- ONA Rotterdam 22-2-1650:
Adriana Woutersdr, weduwe van Pieter Otten Slingeland, ziek, inwonend bij Adriaen van Aller, notaris en Carolus van Aller, advocaat, bevestigd haar testament, gemaakt op 21-12-1640 gepasseerd bij notaris Carel Outerman te Leijden. Tevens wenst zij te prelegateren aan Adriaen en Carolus van Aller, al haar huisraad en inboedel met uitzondering van hetgeen hieruit toebedeeld is aan Adriana van Grootelande en Susanna van Grootelande, haar nichten. Bij vooroverlijden erven Cristina, Adriana en Anna van Grootelande, dochters van haar comparantes zoon.
Tot voogd, over de minderjarige dochters van haar zoon, benoemt zij Adriaen van Aller en Carolus van Aller.
|
- ONA Rotterdam 171 bl 333 15-aug-1654: Adriaen van Aller, notaris, herroept het testament dat hij met zijn huidige vrouw Alida Gerritsdr Loffrijs maakte, gepasseerd voor notaris Nicolaes Vogel op 18 Mei 1653. Het is in het Italiaans gesteld met opschrift "Christus is den hoeksteen der Salicheyt". In het testament wordt beschreven dat de voorkinderen van Adriaen van Aller uit zijn huwelijk met Christina Grootelande, met name Cornelia en Johannes van Aller, na zijn overlijden 600 gulden erven.
Adriaen van Aller en zijn vrouw verklaren dat bij hun huwelijk gepasseerd voor notaris Arent Jochemsz te Leiden op 24 Januari 1653, is vasrgelegd dat uit de gehele boedel eerst de 600 gulden zal worden uitgekeerd voor de verzorging en leren, waarmee hij is belast bij testament van Christine Grootelande gepasseerd voor notaris Johan van Weel op 29 Maart 1650.
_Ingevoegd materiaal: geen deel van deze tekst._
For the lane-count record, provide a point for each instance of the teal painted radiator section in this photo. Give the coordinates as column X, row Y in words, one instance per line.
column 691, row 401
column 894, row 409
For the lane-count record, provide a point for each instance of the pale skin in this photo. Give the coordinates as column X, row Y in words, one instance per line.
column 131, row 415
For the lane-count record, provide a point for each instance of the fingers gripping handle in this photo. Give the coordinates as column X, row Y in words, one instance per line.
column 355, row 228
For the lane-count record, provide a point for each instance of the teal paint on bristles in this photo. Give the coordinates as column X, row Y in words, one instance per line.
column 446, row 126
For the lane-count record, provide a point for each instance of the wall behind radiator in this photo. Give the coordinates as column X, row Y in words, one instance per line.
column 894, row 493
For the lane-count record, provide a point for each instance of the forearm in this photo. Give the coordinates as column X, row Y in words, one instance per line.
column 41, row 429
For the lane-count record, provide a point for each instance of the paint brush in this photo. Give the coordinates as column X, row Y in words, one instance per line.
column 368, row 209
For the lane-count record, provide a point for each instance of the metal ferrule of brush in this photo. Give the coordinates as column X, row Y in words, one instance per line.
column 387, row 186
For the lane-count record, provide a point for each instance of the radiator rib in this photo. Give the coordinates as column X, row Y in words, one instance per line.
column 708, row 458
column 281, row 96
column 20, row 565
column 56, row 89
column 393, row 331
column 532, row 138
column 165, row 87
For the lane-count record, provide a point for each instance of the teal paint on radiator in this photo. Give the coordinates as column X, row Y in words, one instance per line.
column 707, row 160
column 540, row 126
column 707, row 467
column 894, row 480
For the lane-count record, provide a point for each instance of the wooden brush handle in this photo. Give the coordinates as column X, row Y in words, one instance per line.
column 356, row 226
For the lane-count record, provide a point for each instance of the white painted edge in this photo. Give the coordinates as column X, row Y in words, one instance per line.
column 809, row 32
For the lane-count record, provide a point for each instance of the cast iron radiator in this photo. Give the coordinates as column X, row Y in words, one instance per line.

Tot zijn erfgenamen benoemt hij zijn vrouw, zijn 2 voorkinderen en de kinderen van hem en zijn huidige vrouw. Tot voogden worden aangewezen zijn broer Karel van Aller, advocaat, en zijn zwager Servaes Hannot, procureur. Tevens herroept hij ook de codicillen gepasseerd voor notaris Johan van der Burcht op 23 September 1653.
Tot de boedel behoren een huis genaamd de Groote St.Joris, staande aan de Blaak. Een aantal schilderijen die hij kreeg van van de moeder van Christina van Grootelande, gouden dukaten en sieraden van haar grootmoeder Adriana Woutersdr, zilveren voorwerpen, waaronder lepels gekregen als gift van Gerrit Jansz Loffrijs en zijn vrouw Geertuyt Jacobusdr en van zijn zuster Hester van Aller zal,. Voor zijn zoon Johannes van Aller is zijn kleding en een kast met boeken. Tot de boedel behoren verder nog,een Mariabeeld, een Tempeltje en een schilderij genaamd Salvator, gekomen van zijn (niet met name genoemde) moeder.
Bij vooroverlijden van zijn vrouw en kinderen erven Karolus van Aller en zijn vrouw Anna Grootelande een helft en zijn zuster Margarets van Aller of haar kinderen een helft van de erfenis.
Genoemd worden ook Gerrit van Aller en de evt. andere kinderen uit zijn huwelijk met Alida.
De schilderijen zijn geschilderd door Pieter van Noort, Heyndrick van Vliet, Augustijn Vrol (een groot schilderij van zijn vader, moeder, zusters en broeders)
31-jul-1664: Adriaen van Aller, notaris, benoemt tot erfgenamen zijn 2 voorkinderen uit zijn 1e huwelijk met Christina van Grootelande za. Deze moeten aan zijn nakinderen, uit zijn tegenwoordige huwelijk met Alida Gerrits Loffrijs, hun legitieme portie uitkeren.
19-jun-1666: Adriaen van Aller, notaris, en zijn vrouw, Alida Loffrijs, maken hun testament. Hij benoemt zijn kinderen, tot zijn erfgenamen met een legaat aan zijn vrouw. Zij benoemt haar man tot erfgenaam.